LLM agents can translate informal programming problems into formal specifications with high accuracy, but face challenges in capturing all intended constraints and maintaining robustness against edge cases.

AI-generated summary

AI coding agents are increasingly used to write real-world software, but ensuring that their outputs are correct remains a fundamental challenge. Formal verification offers a promising path: an agent generates code together with a machine-checked proof, guaranteeing that the code satisfies a formal specification. However, there is no guarantee that the formal spec itself matches the user's intent. In this work, we study specification autoformalization: whether LLM agents can translate informal programming problems into faithful formal specifications.
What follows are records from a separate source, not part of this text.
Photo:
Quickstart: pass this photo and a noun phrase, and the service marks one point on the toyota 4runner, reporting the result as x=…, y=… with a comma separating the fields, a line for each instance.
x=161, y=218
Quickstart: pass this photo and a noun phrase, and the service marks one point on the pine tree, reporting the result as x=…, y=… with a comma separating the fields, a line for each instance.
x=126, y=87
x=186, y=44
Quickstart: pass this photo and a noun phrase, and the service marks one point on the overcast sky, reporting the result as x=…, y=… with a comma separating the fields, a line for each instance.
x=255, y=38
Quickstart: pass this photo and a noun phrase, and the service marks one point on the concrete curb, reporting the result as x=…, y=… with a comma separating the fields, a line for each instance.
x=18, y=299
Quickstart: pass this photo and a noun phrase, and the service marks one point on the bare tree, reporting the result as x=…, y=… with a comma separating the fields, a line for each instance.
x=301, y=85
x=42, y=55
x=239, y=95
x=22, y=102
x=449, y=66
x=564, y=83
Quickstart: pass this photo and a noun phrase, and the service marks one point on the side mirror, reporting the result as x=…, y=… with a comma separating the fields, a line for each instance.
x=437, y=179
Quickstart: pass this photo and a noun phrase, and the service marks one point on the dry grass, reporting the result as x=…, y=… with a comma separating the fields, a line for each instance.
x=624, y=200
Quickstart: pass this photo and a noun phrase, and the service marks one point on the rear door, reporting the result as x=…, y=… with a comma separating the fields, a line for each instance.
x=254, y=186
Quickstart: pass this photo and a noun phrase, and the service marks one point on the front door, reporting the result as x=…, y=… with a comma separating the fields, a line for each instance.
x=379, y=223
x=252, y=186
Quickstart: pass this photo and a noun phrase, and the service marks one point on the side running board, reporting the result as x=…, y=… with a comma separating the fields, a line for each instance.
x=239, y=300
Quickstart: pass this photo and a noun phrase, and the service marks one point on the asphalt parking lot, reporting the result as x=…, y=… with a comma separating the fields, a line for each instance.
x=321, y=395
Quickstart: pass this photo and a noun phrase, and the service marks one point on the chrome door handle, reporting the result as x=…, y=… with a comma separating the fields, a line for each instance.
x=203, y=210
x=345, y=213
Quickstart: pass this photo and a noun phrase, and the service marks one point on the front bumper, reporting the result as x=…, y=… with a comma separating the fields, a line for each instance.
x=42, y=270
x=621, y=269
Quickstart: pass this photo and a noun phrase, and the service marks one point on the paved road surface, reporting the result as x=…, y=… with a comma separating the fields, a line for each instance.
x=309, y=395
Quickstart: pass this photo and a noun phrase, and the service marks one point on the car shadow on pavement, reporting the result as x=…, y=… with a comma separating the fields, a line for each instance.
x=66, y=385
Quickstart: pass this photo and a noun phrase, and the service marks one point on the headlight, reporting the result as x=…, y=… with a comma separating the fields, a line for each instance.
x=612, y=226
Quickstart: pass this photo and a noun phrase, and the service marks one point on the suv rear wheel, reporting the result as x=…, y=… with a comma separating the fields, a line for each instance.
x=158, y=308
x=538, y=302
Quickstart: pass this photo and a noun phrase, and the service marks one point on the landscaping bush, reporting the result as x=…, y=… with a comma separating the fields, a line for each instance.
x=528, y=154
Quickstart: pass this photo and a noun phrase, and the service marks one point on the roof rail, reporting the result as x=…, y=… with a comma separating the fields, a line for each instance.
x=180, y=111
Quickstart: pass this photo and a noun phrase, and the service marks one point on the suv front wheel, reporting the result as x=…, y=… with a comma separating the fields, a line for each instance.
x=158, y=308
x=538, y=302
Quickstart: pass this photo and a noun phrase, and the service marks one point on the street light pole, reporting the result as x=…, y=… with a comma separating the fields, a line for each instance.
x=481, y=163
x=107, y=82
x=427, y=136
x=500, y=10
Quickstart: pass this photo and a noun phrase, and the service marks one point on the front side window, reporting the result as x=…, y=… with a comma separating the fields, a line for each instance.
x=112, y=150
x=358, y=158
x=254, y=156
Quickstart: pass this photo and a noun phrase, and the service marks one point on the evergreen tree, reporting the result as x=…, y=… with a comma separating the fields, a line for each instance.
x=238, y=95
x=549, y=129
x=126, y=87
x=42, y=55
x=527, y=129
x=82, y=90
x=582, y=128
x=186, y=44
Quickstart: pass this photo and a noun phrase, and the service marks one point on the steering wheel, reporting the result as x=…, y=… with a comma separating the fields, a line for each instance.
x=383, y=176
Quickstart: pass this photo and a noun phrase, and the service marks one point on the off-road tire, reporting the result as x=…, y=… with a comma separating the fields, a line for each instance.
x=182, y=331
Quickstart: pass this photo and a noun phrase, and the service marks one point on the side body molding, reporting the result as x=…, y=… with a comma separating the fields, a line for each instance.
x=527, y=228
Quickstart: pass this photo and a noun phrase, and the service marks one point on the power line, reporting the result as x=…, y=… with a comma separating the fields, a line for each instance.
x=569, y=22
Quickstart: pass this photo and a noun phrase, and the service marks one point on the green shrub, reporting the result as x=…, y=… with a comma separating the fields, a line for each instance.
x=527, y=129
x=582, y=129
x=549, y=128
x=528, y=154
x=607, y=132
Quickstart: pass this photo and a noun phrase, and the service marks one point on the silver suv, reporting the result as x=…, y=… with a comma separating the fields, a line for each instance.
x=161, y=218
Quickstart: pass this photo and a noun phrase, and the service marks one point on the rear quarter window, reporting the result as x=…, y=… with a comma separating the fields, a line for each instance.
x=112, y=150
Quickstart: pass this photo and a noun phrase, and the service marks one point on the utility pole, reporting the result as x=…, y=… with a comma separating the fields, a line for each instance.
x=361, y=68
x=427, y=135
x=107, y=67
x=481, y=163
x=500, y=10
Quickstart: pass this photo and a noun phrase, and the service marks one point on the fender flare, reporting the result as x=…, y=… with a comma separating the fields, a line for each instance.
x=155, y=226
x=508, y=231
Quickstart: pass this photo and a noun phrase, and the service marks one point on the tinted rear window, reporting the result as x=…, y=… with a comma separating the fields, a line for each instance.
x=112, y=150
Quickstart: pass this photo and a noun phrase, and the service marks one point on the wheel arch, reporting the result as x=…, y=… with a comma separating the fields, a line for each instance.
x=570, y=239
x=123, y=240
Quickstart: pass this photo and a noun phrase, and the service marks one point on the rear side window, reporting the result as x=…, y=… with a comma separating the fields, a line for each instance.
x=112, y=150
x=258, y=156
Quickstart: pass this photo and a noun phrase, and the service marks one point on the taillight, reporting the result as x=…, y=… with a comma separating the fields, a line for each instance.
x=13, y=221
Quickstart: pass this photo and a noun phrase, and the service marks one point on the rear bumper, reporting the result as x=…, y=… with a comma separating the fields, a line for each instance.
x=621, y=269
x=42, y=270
We introduce Verus-SpecBench, a benchmark of 581 spec-writing tasks derived from Codeforces problems targeting Verus, a verifier for Rust, and Verus-SpecGym, an agentic environment in which models interact with Verus, bash, & the filesystem to develop these specs. The central challenge is evaluation: expert-written reference specs are expensive to write, & LLM judges can miss subtle mistakes. We address this by (a) extending Verus's exec_spec mechanism so that generated specs can be executed as Rust code, & (b) testing them against official Codeforces tests & adversarial cases extracted from Codeforces "hacks", which are edge cases written by competitors to break incorrect solutions. On Verus-SpecBench, the strongest model, Gemini 3.1 Pro, solves 77.8% of tasks, other frontier models solve 51.1--57.8% & OSS models reach only 21.5--25.5%. Our analysis of failure modes shows that model-generated specs can omit important input assumptions, accept incorrect outputs, & reject valid ones. We also find that LLM-as-a-judge evaluation misses 26% of the failures our evaluator catches. Overall, our results suggest that spec autoformalization is within reach for frontier agents but remains brittle even on problems where they can already generate correct code. The code, data, & logs can be found at https://github.com/formal-verif-is-cool/verus-spec-gym

Community

We release VERUS-SpecBench and VERUS-SpecGym, a benchmark and agentic environment for evaluating whether language models can translate informal programming intent into faithful Verus specifications. The core contribution is an executable-specification evaluator that tests generated specs against official Codeforces tests and human-written adversarial hacks, giving a deterministic faithfulness signal without expert-written reference specs or LLM judges. Frontier models reach 50–78% pass@1 and open-source models 21–26%, and even when a model can solve a problem it often fails to specify it faithfully, suggesting specification is a distinct bottleneck for verified code generation.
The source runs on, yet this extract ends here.